Developed with love by KnpLabs Hire us for your project!
20

database-anonymizer-bundle

by webnet-fr

Symfony bundle to anonymize data in various databases

Database anonymizer bundle

Build Status
codecov
Scrutinizer Code Quality

Why ?

General Data Protection Regulation imposes strict rules in the domain of
information storage and treatment. You must not treat the users' personal data
unless there is a strong necessity. In case you want to dump a production database
in order to use it during development you cannot store or use peronal data in
a dumped database anymore. You must delete or anonymize personal information before
importing a production database in your developpment setting.

How ?

This bundle is based on our database anonymizer library which in turn relies
on Faker. After installation the command webnet-fr:anonymizer:anonymize will
be available in your application.

Anonymize the database using a specified connection and a specified config file:
bash
php bin/console webnet-fr:anonymizer:anonymize --connection=<name of connection> --config=<config file path>

Anonymize the database using a specified connection and a default bundle config:
bash
php bin/console webnet-fr:anonymizer:anonymize --connection=<name of connection>

Anonymize the database using a default connection and a specified config file:
bash
php bin/console webnet-fr:anonymizer:anonymize --config=<config file path>

Anonymize the database using a default connection and a default bundle config:
bash
php bin/console webnet-fr:anonymizer:anonymize

How to install ?

Require the bundle:

composer require webnet-fr/database-anonymizer-bundle

Activate it. Here is an example for Symfony 4:

// config/bundles.php 

return [
    // ...
    WebnetFr\DatabaseAnonymizerBundle\WebnetFrDatabaseAnonymizerBundle::class => ['dev' => true],
];
# config/dev/webnet_fr_database_anonymizer.yaml
webnet_fr_database_anonymizer:
    # configuration

How to configure the fields to anonymize ?

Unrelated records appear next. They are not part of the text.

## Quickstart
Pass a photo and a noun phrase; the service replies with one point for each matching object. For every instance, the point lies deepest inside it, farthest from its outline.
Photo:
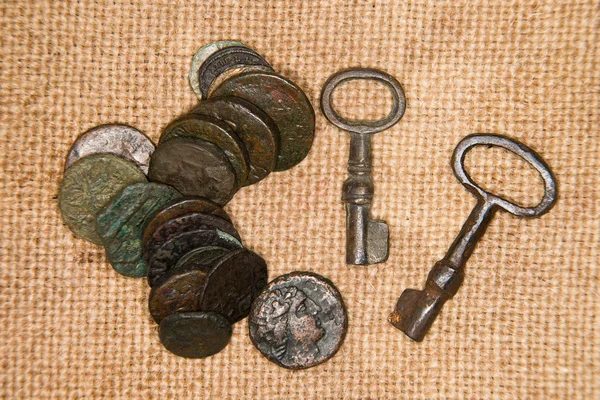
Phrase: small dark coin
(212, 130)
(182, 206)
(203, 257)
(233, 283)
(89, 185)
(186, 223)
(121, 224)
(285, 103)
(194, 167)
(194, 334)
(121, 140)
(167, 256)
(224, 60)
(298, 321)
(176, 291)
(255, 128)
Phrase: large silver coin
(121, 140)
(298, 321)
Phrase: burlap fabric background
(524, 325)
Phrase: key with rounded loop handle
(367, 241)
(417, 309)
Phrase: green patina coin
(121, 224)
(89, 185)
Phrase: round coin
(121, 224)
(194, 334)
(177, 291)
(121, 140)
(180, 207)
(214, 131)
(233, 283)
(201, 56)
(194, 167)
(226, 59)
(89, 185)
(298, 321)
(167, 256)
(256, 129)
(186, 223)
(285, 103)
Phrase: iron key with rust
(417, 309)
(367, 240)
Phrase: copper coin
(121, 140)
(194, 334)
(185, 223)
(285, 103)
(256, 129)
(176, 291)
(298, 321)
(225, 59)
(167, 256)
(89, 185)
(194, 167)
(121, 224)
(233, 283)
(180, 207)
(214, 131)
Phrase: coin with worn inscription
(186, 223)
(167, 256)
(298, 321)
(256, 129)
(121, 224)
(285, 103)
(182, 206)
(201, 56)
(89, 185)
(194, 167)
(233, 283)
(212, 130)
(226, 59)
(121, 140)
(194, 334)
(176, 291)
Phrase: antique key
(417, 309)
(367, 241)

Check out how to configure the fields to anonymize of the database anonymizer
library. The bundle provides you with the same configuration with one addition:
you can configure anonymization par each connection.

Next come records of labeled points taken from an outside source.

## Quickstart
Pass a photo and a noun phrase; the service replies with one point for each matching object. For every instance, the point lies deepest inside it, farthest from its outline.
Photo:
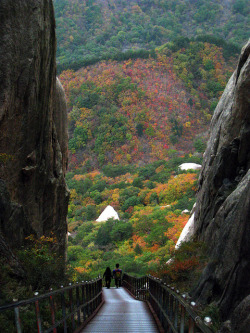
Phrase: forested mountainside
(137, 111)
(89, 30)
(132, 123)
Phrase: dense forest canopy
(89, 30)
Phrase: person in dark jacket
(107, 275)
(117, 275)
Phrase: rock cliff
(223, 204)
(33, 125)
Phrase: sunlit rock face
(33, 124)
(222, 217)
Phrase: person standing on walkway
(108, 276)
(117, 275)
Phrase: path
(121, 313)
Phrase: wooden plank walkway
(121, 313)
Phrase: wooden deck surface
(121, 313)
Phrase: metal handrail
(172, 309)
(73, 305)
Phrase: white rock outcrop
(189, 166)
(108, 213)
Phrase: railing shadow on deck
(171, 308)
(64, 310)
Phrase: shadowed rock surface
(33, 125)
(223, 203)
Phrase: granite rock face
(222, 217)
(33, 125)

  • Configuration of one default connection:
# packages/dev/webnet_fr_anonymizer.yaml
webnet_fr_database_anonymizer:
    # using default connection
    tables:
        <table name>:
            primary_key: <primary key field>
            fields:
                <field name>:
                    generator: <generator>
# packages/doctrine.yaml
doctrine:
    # default
    dbal:
        # driver, host, user, password, etc.
  • Configuration of multiple connections:
# packages/dev/webnet_fr_anonymizer.yaml
webnet_fr_database_anonymizer:
    connections:
        first_connection:
            tables:
                <table name>:
                    primary_key: <primary key field>
                    fields:
                        <field name>:
                            generator: <generator>

        second_connection:
            tables:
                <table name>:
                    primary_key: <primary key field>
                    fields:
                        <field name>:
                            generator: <generator>
# packages/doctrine.yaml
doctrine:
    dbal:
        default_connection: user_database
        connections:
            first_connection:
                # driver, host, user, password, etc.

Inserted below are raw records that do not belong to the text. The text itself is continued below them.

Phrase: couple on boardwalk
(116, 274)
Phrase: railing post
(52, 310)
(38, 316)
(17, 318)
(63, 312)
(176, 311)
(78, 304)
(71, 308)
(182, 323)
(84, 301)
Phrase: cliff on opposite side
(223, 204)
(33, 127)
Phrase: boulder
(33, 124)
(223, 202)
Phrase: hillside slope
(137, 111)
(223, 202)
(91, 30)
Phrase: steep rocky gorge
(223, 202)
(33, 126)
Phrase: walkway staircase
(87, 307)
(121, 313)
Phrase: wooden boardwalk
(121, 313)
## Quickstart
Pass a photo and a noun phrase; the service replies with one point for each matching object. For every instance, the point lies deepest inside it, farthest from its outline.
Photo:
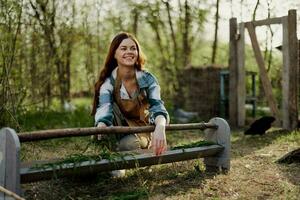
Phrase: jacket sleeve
(156, 104)
(104, 112)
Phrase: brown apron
(134, 111)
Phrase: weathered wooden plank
(290, 72)
(220, 136)
(10, 164)
(233, 72)
(241, 85)
(74, 132)
(87, 167)
(266, 22)
(263, 73)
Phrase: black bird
(259, 127)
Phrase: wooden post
(290, 72)
(222, 137)
(241, 84)
(233, 95)
(9, 162)
(263, 72)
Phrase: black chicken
(260, 126)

            second_connection:
                # driver, host, user, password, etc.
  • Using annotations:

If you create entities you can configure anonymization with annotations :

use Doctrine\ORM\Mapping as ORM;
use WebnetFr\DatabaseAnonymizerBundle\Annotation as Anonymize;

/**
 * @ORM\Table(name="orders")
 * @ORM\Entity
 * 
 * This annotation marks the entities to anonymize.
 * @Anonymize\Table()
 */
class Orders
{
    /**
     * @ORM\Column(name="id", type="integer", nullable=false, options={"unsigned"=true})
     * @ORM\Id
     * @ORM\GeneratedValue(strategy="AUTO")
     */
    public $id;

    /**
     * @ORM\Column(name="address", type="string", length=256, nullable=true)
     * @Anonymize\Field(generator="faker", formatter="address")
     */
    public $address;

    /**
     * @ORM\Column(name="zip_code", type="string", length=10, nullable=true)
     * @Anonymize\Field(generator="faker", formatter="postcode")
     */
    public $zipCode;

    /**
     * @ORM\Column(name="comment", type="text", length=0, nullable=true)
     * @Anonymize\Field(generator="faker", formatter="text", arguments={300})
     */
    public $comment;

    /**
     * @ORM\Column(name="created_at", type="datetime", nullable=true)
     * @Anonymize\Field(generator="faker", formatter="dateTime", date_format="Y-m-d H:i:s")
     */
    public $createdAt;

    /**
     * @ORM\Column(name="comment_history", type="array", nullable=true)
     * 
     * A custom generator with its custom arguments.
     * @Anonymize\Field(generator="comment_history", max_messages_nb=5)
     */
    public $commentHistory;
}

How add your own custom generator ?

If you are not satisfied by the generators Faker gives you you can always add your own.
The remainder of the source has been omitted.